This includes some user visible changes:
- annotations will only be username not user/realuser
- changes -uUSER will now match just the user name
- limiting by user in bkweb works more often
- findkey can now search for user in the user/realuser case.
That cset was removing some old cruft. Originally our CVS import scripts would record the user@host
of imported csets but we also wanted to record the user that did the actual import. We hid this information in an optional extension to the hostname field in the form of example.com[importuser]
.
In later versions of bk, we record the real username of the person that created every cset so this importer field was mostly unused. In the open source codebase, we have been all about removing cruft and simplifying the code and so the cset above was one of those code cleanups.
Why did that cset break NTP?
So it turns out that NTP has not upgraded their BitKeeper repositories in a long time and it still running a bk repository in the original repository SCCS compatible format. BitKeeper is fully backward compatible and can read and write old format repositories and so they didn’t notice I guess. The old format stores data in SCCS files with some metadata extensions (most of which are ^ac<char><data>
where the <char>
indicates what metadata this is an the <data>
is, well, the data. We could do this because SCCS didn’t look at the <char>
, it just assumed it was always a space). Current versions of bk use a newer binary format that is optimized to be loaded without parsing.
As a result, they are running a compatibility code path that reads the old file format and translates it into the new memory layout. That compat layer has a bug and is incorrectly setting the hostname field for some deltas. Unfortunately compat code gets less testing and the [importuser]

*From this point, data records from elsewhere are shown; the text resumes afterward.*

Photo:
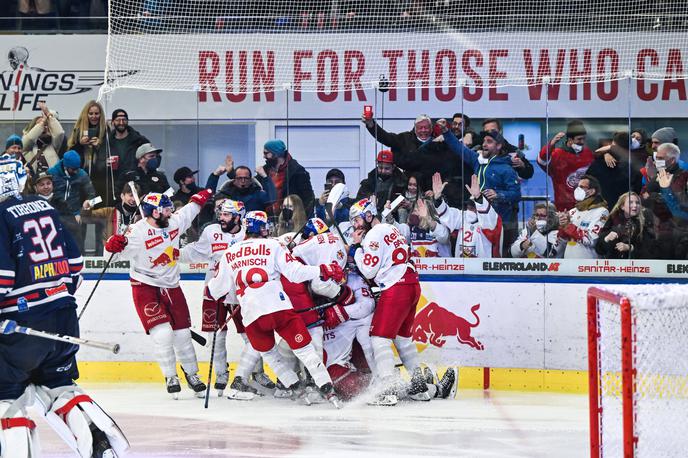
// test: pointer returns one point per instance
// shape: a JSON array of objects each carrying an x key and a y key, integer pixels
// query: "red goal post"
[{"x": 638, "y": 370}]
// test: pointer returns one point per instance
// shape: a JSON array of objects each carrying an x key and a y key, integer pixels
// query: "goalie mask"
[{"x": 12, "y": 177}]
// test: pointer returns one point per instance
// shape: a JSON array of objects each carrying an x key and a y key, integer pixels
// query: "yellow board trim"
[{"x": 501, "y": 379}]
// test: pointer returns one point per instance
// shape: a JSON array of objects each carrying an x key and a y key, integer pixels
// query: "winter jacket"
[{"x": 72, "y": 189}]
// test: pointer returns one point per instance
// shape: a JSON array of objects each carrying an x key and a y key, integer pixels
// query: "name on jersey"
[
  {"x": 50, "y": 269},
  {"x": 29, "y": 208},
  {"x": 247, "y": 251}
]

extension is pretty rare so we missed this case in our original code reviews ([importuser] didn’t follow the other pattern for extensions so it’s one more thing we have to get right).

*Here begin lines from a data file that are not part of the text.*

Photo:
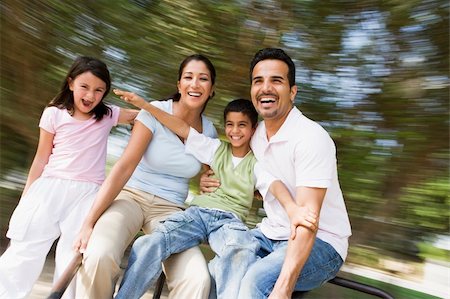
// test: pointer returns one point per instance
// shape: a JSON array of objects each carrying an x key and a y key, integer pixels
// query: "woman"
[{"x": 155, "y": 171}]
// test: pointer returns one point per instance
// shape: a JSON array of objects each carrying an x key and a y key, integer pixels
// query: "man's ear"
[
  {"x": 293, "y": 93},
  {"x": 70, "y": 83}
]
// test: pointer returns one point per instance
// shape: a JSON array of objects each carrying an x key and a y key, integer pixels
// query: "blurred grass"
[{"x": 428, "y": 251}]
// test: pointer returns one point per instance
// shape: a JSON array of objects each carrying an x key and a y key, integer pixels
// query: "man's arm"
[
  {"x": 298, "y": 215},
  {"x": 299, "y": 248}
]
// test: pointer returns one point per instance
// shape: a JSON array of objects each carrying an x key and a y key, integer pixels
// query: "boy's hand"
[
  {"x": 130, "y": 97},
  {"x": 302, "y": 216},
  {"x": 207, "y": 183}
]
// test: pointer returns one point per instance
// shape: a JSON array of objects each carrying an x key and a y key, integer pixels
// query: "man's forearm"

In SCCS, the hostname is one of those metadata extensions and is only listed if is different that the parent, so this file looks like this (look for ^acH for the hostname lines and look carefully to see [ro] at the end of the hostname):
^AH16582
^As 1/0/21
^Ad D 1.2 10/01/27 18:45:26 davehart 3 2
^Ac #include <config.h> from all .c files and do not include it
^Ac from any .h files.
^AcC
^AcHshiny.ad.hartbrothers.com
^AcK26435
^AcZ+00:00
^Ae
^As 21/0/0
^Ad D 1.1 03/08/04 20:28:10 ro 2 1
^Ac BitKeeper file /amnt/figaro/volumes/adm-src/adm/src/ntp/ntp-dev-local/ntpdc/ntpdc-layout.c
^AcC
... no hostname line here so we use the 1.0 value below ...
^AcF1
^AcK24716
^AcO-rw-rw-r--
^Ae
^As 0/0/0
^Ad D 1.0 03/08/04 20:28:10 ro 1 0
^Ac BitKeeper file /amnt/figaro/volumes/adm-src/adm/src/ntp/ntp-dev-clone/ntpdc/ntpdc-layout.c
^AcBstenn@whimsy.udel.edu|ChangeSet|19990526004811|57482|8983e65c737bb465
^AcHxayide.techfak.uni-bielefeld.de[ro]
^AcK58440
^AcPntpdc/ntpdc-layout.c
^AcR5e5cedc7aa2e99ed
^AcV4
^AcX0x821
^AcZ+02:00
The fix
The code to propagate missing data when reading SCCS files is slib.c:sccs_inherit()
and looks like this:
if (HAS_USERHOST(s, p)) {
if (!strchr(USERHOST(s, d), '@') &&
(phost = HOSTNAME(s, p)) && *phost) {
/* user but no @host, so get host from parent */
sprintf(buf, "%s@%s", USERHOST(s, d), phost);
USERHOST_SET(s, d, buf);
}
}
The code in the problem cset was to change the HOSTNAME()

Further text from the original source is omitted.